DHMİ’nin tüm branşlarda personel istihdamında bizlere öncelik vermesini istemekteyiz. DHMİ atamalarında 4493 kodunun getirilmesi gerekmektedir. Doktorların hastanede hasta baktığı gibi öğretmenlerin okullarda eğitim verdiği gibi biz Havacılık Yönetimi mezunlarının da havalimanlarında çalışması kadar doğal bir şey olmadığını belirtmekteyiz. Apron memurluğunda personel eksikliği olmasına rağmen DHMİ bu kadroya son 2 yılda sadece 32 kişi atanmıştır. Yeni açılacak havalimanları ile birlikte apron memurluğu için çok ciddi bir açık söz konusudur. Buralara en az 200-300 kişilik kadro ihdas edilmesi gerekmekte. Yanı sıra, memurluk ve AIM (Havacılık Bilgi Yönetimi) kadrolarının da yine 4493 koduyla atanma yapılmasını bekliyoruz.
Havacılık mezunları KPSS’den 90+ ve Yabancı Dil Sınavından da yine yüksek puanlar almaktayız. Devlet Hava Meydanları İşletmesi’nin daha iyi ve donanımlı kadrolara sahip olması için bu konuda eğitim almış dinamik havacılık mezunlarına ihtiyacı vardır. Bu nedenle, DHMİ personel istihdamında 4001 (tüm lisans mezunları başvurabilir) kodu yerine, Havacılık mezunlarının kodu olan 4493’ü kadro unvanlarında kullanmasını istiyoruz. Bu konuda sesimizi duyurmak istiyor ve devlet büyüklerimizden destek bekliyoruz. Devletimizin kurucusu Gazi Mustafa Kemal ATATÜRK’ün dediği gibi ”İstikbal göklerdedir.” Bu sözün vermiş olduğu aşk ile bizler havacılık okuduk ve yine bu aşk ve coşkuyla görev istiyor, herkese sevgiler ve saygılar sunuyoruz.”
Havacılık yönetimi bölümünü bilerek ve isteyerek tercih eden öğrenciler ve bu bölümden mezun gençler şikayetlerinde yerden göğe kadar haklılar. Dünyanın hiçbir yerinde doktorun işini avukat, avukatın işini de doktor yapmaz. Fakat biz de durum her konuda olduğu gibi, bu konuda da çok farklı. Adı üstünde köklü bir devlet kurumu olan Devlet Hava Meydanları İşletmesi’nin en asli görevi havacılık olduğuna göre, çalışanlarını da bu mesleğin eğitimini almış olanların arasından seçmesinden daha doğal ne olabilir ki?
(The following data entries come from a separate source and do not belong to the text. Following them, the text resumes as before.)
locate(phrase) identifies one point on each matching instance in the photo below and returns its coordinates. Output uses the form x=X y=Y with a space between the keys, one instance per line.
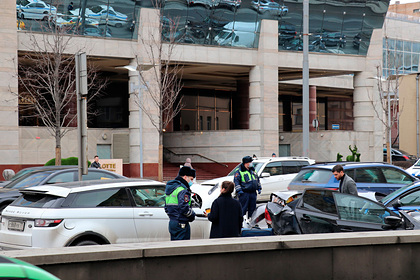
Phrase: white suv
x=89 y=213
x=275 y=175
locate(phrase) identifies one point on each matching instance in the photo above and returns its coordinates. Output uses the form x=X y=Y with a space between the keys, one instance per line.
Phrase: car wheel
x=86 y=243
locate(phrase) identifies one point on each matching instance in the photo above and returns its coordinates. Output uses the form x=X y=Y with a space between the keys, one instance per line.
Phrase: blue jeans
x=179 y=233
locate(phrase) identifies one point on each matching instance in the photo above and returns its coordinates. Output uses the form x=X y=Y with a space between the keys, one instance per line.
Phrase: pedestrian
x=226 y=214
x=70 y=7
x=188 y=163
x=247 y=184
x=178 y=204
x=95 y=163
x=347 y=184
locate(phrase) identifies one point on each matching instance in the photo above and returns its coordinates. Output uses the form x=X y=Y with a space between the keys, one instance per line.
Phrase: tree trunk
x=160 y=160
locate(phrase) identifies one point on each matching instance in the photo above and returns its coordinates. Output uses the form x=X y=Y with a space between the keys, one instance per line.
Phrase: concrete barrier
x=364 y=255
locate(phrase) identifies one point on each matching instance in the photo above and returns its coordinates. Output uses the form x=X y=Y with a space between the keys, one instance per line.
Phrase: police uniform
x=178 y=205
x=247 y=184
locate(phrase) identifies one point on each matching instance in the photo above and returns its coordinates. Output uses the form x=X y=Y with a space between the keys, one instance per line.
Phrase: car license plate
x=16 y=225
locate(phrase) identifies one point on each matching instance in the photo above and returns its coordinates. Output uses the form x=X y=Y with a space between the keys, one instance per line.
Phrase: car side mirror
x=265 y=175
x=397 y=204
x=392 y=222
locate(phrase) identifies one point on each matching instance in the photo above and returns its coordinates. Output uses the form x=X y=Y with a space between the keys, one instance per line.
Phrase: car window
x=359 y=209
x=97 y=175
x=313 y=176
x=101 y=198
x=411 y=199
x=274 y=168
x=395 y=176
x=369 y=175
x=37 y=200
x=62 y=178
x=150 y=196
x=319 y=201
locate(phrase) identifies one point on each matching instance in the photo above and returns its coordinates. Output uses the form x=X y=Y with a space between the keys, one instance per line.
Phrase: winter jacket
x=178 y=201
x=246 y=180
x=225 y=217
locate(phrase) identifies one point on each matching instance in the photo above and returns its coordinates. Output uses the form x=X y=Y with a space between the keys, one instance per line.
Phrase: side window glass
x=356 y=208
x=369 y=175
x=274 y=168
x=394 y=176
x=412 y=199
x=149 y=196
x=95 y=175
x=62 y=178
x=102 y=198
x=319 y=201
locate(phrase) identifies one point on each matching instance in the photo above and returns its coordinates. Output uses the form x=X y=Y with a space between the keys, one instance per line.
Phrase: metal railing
x=199 y=155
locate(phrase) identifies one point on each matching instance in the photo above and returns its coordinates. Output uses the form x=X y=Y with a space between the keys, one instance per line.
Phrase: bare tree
x=161 y=101
x=387 y=110
x=46 y=74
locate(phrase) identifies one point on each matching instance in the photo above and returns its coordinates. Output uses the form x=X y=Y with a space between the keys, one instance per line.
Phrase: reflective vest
x=172 y=199
x=251 y=175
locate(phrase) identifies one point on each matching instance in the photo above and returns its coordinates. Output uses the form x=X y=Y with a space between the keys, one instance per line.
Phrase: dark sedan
x=49 y=176
x=327 y=211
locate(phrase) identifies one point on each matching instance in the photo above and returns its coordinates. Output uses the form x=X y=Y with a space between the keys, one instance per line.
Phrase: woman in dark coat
x=226 y=214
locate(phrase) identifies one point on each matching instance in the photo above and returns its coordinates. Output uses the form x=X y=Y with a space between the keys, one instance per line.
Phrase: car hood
x=219 y=180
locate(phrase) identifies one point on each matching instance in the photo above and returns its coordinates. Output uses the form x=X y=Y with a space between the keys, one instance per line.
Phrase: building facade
x=241 y=75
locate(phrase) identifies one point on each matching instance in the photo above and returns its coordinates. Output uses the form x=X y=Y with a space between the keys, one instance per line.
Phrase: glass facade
x=400 y=57
x=340 y=27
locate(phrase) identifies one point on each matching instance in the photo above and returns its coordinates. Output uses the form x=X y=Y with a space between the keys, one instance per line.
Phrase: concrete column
x=312 y=107
x=263 y=90
x=9 y=112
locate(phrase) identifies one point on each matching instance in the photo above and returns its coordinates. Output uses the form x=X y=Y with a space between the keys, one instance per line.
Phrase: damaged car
x=327 y=211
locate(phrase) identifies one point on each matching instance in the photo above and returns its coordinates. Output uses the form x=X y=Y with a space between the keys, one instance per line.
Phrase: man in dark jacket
x=178 y=204
x=347 y=184
x=247 y=184
x=226 y=214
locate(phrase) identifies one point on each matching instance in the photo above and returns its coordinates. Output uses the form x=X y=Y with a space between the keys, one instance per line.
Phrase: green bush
x=65 y=161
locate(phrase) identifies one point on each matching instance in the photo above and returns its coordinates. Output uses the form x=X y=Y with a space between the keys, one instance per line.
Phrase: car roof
x=64 y=189
x=268 y=159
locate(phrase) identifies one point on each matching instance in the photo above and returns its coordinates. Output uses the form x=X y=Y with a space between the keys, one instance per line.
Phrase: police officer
x=178 y=204
x=247 y=184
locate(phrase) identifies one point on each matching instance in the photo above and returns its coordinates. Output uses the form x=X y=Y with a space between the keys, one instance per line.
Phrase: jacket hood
x=174 y=184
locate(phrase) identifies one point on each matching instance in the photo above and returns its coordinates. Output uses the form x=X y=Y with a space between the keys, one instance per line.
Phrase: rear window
x=37 y=201
x=319 y=176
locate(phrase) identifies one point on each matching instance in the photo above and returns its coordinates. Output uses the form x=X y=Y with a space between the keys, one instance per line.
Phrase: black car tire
x=86 y=243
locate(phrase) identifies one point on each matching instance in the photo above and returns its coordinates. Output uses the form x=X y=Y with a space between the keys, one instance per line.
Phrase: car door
x=150 y=219
x=316 y=212
x=359 y=214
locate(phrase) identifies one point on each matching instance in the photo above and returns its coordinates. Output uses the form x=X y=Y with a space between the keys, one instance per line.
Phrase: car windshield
x=37 y=200
x=29 y=180
x=319 y=176
x=395 y=194
x=257 y=167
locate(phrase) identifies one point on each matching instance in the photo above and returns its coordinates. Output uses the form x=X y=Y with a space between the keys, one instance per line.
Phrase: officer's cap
x=186 y=171
x=246 y=159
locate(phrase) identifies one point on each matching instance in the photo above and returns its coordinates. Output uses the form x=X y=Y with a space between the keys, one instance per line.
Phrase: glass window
x=319 y=201
x=359 y=209
x=101 y=198
x=150 y=196
x=369 y=175
x=314 y=176
x=62 y=178
x=395 y=176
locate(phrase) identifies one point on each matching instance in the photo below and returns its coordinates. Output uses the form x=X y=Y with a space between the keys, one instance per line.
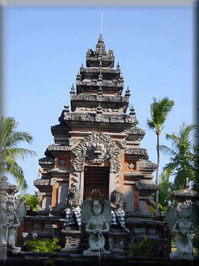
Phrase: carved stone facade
x=96 y=145
x=97 y=148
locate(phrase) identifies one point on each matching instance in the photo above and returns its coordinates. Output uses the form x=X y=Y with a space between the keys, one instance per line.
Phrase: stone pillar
x=4 y=186
x=62 y=194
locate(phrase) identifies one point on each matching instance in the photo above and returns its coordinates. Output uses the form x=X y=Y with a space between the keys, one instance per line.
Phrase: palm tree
x=159 y=111
x=9 y=152
x=183 y=156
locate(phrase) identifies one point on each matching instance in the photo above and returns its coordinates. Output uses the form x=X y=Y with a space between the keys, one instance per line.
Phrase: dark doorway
x=96 y=178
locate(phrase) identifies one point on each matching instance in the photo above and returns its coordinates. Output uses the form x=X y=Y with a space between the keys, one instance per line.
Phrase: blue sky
x=45 y=47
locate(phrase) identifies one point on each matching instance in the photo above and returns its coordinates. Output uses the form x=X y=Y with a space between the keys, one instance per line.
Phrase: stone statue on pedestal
x=117 y=211
x=73 y=211
x=12 y=212
x=10 y=221
x=97 y=219
x=180 y=222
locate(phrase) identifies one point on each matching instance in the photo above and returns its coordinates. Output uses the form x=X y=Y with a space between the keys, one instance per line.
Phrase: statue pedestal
x=3 y=251
x=118 y=241
x=72 y=240
x=180 y=256
x=93 y=253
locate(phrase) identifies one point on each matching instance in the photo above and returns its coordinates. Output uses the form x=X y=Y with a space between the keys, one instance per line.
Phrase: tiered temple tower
x=96 y=145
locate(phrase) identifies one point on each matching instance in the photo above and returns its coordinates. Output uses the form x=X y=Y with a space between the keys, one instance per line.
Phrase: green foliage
x=196 y=238
x=183 y=157
x=165 y=190
x=31 y=200
x=46 y=245
x=143 y=247
x=9 y=152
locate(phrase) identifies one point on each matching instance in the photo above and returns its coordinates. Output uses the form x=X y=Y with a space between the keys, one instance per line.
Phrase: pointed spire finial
x=101 y=23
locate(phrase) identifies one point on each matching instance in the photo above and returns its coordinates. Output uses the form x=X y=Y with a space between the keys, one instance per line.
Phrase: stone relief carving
x=96 y=215
x=97 y=147
x=180 y=219
x=42 y=182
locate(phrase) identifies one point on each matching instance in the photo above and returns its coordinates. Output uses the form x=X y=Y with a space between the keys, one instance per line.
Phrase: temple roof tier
x=147 y=166
x=137 y=152
x=110 y=103
x=108 y=86
x=135 y=133
x=146 y=187
x=94 y=72
x=100 y=56
x=42 y=183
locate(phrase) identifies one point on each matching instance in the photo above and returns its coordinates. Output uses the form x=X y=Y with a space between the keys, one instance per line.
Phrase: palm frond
x=20 y=152
x=159 y=111
x=9 y=152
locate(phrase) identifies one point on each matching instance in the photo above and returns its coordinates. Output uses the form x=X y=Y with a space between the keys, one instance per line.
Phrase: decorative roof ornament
x=78 y=76
x=66 y=108
x=118 y=66
x=100 y=77
x=132 y=110
x=72 y=90
x=101 y=24
x=121 y=78
x=100 y=91
x=99 y=109
x=82 y=67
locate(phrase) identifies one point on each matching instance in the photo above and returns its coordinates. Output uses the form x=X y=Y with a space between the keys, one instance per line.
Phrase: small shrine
x=96 y=146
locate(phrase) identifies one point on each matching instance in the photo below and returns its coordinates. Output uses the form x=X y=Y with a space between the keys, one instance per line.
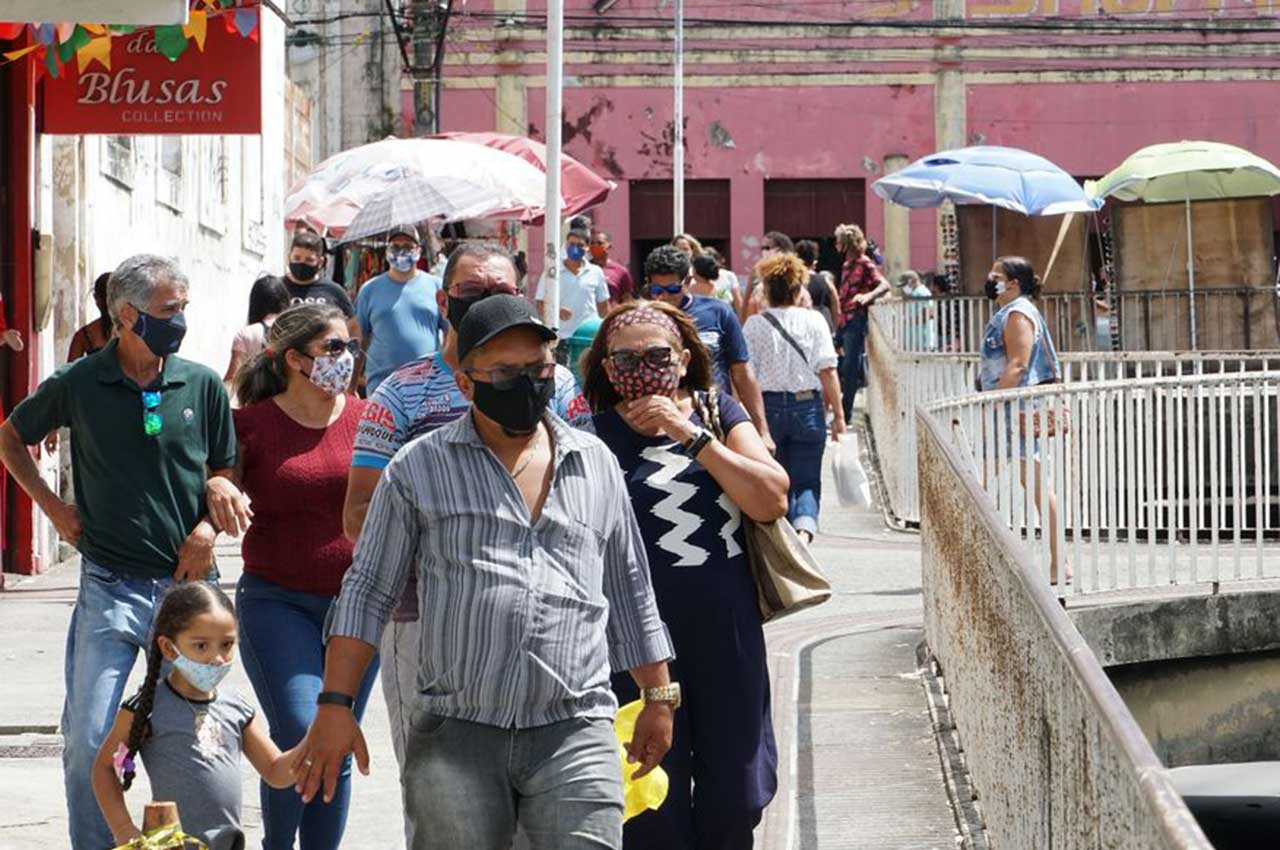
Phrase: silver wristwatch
x=664 y=694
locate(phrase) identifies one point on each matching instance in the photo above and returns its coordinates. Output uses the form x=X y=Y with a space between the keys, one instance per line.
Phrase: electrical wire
x=1106 y=24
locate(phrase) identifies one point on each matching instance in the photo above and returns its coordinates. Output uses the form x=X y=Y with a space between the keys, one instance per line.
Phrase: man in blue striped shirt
x=533 y=584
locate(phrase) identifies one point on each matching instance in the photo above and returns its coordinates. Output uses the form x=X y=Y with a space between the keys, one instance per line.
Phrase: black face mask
x=517 y=405
x=161 y=336
x=456 y=309
x=304 y=272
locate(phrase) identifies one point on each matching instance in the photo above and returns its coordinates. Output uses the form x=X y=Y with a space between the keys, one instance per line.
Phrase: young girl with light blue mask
x=188 y=731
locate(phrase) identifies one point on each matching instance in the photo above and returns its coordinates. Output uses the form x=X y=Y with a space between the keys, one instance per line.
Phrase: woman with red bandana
x=648 y=376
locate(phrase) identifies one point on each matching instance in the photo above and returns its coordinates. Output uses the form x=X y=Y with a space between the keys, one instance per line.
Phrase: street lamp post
x=677 y=160
x=552 y=206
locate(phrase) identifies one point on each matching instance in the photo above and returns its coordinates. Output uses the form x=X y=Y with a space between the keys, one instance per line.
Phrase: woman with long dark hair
x=649 y=383
x=860 y=286
x=296 y=428
x=795 y=362
x=94 y=336
x=1018 y=351
x=268 y=298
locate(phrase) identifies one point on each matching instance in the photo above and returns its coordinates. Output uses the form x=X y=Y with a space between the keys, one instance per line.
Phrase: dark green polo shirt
x=138 y=497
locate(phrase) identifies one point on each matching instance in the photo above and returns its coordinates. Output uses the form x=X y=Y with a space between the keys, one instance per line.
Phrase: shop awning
x=123 y=12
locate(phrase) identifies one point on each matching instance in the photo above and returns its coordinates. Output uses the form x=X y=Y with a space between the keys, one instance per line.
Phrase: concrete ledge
x=1188 y=626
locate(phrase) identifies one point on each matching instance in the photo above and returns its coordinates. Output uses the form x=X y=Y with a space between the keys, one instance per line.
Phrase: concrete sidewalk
x=859 y=764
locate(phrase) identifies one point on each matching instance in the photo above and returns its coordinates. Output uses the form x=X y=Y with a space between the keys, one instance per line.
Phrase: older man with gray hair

Kurumu sevk ve idare edenler bunun farkında değil, dersek gerçeği biz de gizlemiş oluruz. Bal gibi farkındalar.
Adetten olduğu üzere, belki burada da eş dost, hatır gönül ilişkileri ağır basıyor ve kim bilir hangi çok alakasız meslek mensupları havacılığı yönetmek üzere devlet kapısında işe alınıyor. Standardın dışına çıkarak alınan bu elemanlarla, bu konuda 4 yıl süreyle eğitim yapmış veya yapmakta olanları aynı kefeye koymanın adil ve etik olmadığını düşünmekteyim. Bu gençlerin sorunu, hepimizin sorunu diyerek TBMM’deki tüm siyasi partilerin milletvekillerini göreve çağırıyorum. Bu konuya bir el atıp, gençlerin yarınlarını biraz olsun garanti altına alalım derim.